Let us hasten to mention that we are not thinking or
speaking of Deity. We are not called to that unique
Sonship which belongs to Christ as Son of God in terms of
Godhead, but we keep strictly to what is meant by the use
made of the words of the eighth Psalm in chapter two of
this letter with its backward relation to Adam and its
forward relation to Christ and the "many sons,"
"partners". So then, sonship means spiritual
full growth which carries with it the placing in
responsibility to govern the world to come (2:5).
The great implication, if not obvious
statement, of this letter as a whole is that all
"children" of God will not "go on" to
realize the full meaning of their birth, but, while they
may not lose their life, they may lose their
"calling" or the full intention of their birth.
Thus, we are able, by recognizing the
governing object of this letter, to link up with those
things which show what sonship means.

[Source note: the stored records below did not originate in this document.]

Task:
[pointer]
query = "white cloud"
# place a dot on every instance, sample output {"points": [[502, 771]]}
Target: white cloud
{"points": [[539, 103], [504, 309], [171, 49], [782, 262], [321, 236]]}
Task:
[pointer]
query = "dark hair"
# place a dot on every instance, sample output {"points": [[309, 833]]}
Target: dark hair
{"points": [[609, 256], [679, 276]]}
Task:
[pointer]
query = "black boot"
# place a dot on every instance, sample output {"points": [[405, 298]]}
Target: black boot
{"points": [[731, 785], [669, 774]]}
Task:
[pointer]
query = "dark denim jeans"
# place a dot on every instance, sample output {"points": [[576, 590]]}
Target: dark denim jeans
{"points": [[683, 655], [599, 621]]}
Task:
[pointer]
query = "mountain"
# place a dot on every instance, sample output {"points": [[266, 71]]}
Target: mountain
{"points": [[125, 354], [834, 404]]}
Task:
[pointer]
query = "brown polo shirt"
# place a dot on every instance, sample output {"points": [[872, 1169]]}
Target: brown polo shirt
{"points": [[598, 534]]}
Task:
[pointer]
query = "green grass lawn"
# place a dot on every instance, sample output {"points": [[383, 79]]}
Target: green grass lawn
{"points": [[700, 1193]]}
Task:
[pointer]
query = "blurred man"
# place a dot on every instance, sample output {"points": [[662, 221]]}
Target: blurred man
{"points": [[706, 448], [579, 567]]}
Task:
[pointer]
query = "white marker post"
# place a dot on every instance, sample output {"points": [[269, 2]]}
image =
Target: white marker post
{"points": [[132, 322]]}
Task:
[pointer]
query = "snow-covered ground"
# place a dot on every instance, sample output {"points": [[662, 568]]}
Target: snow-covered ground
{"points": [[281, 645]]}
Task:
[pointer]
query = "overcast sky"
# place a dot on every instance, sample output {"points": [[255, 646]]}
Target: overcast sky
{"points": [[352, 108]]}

There are many such
links; we can take but two of them.
The first obvious link is between
"Hebrews" and the fourth chapter of John's
The New "Hour" Of The Son
"...the hour cometh, when neither
in this mountain, nor in Jerusalem, shall ye worship the
FATHER... the hour cometh, and NOW IS, when the true
worshippers shall worship the FATHER in spirit and truth:
...God is Spirit: and they that worship Him must worship
in spirit" (John 4:21-24). (The emphasis is
Now, everyone knows that the all-governing
object of John's writings was to bring out Christ's
Sonship. A study of relevant words - "Father,"
" Son," etc., will serve as an initial
indication of this.
But a second unmistakable characteristic
of those writings is the essentially spiritual nature of
everything in relation to Christ. Here is a simple
example. With Christ a new "hour," or day, or
dispensation has come, and in this new day geography,
place, material building, traditional association,
religious centre, or ecclesiastical hierarchy have
nothing whatever to do with it. It is now an inner
relationship of a spiritual nature between Father and
son. So chapter four follows chapter three in John.
"Hebrews" just develops John 4 and gives the
so-much-greater range and content of its implication.
Thus, in the first place, sonship is a heavenly thing. It
takes its rise in heaven: "born from above"
(John 3:3, margin). Then it is an inward thing like a
heavenly well, springing up unto life eternal (John
4:14), and it is not in any way earthbound. "Neither
in this mountain, nor in Jerusalem." It is not
historical but eternal; not temporal, but spiritual. As
the Letter to the Hebrews so quickly passes from the
personal to the corporate, from the individual to the
family, so in "John" there is a distinct point
at which there is a transition from the many personal and
individual incidents to the gathering of all those
separate features into a corporate company in which the
full glory of the Son and of sonship is to be expressed.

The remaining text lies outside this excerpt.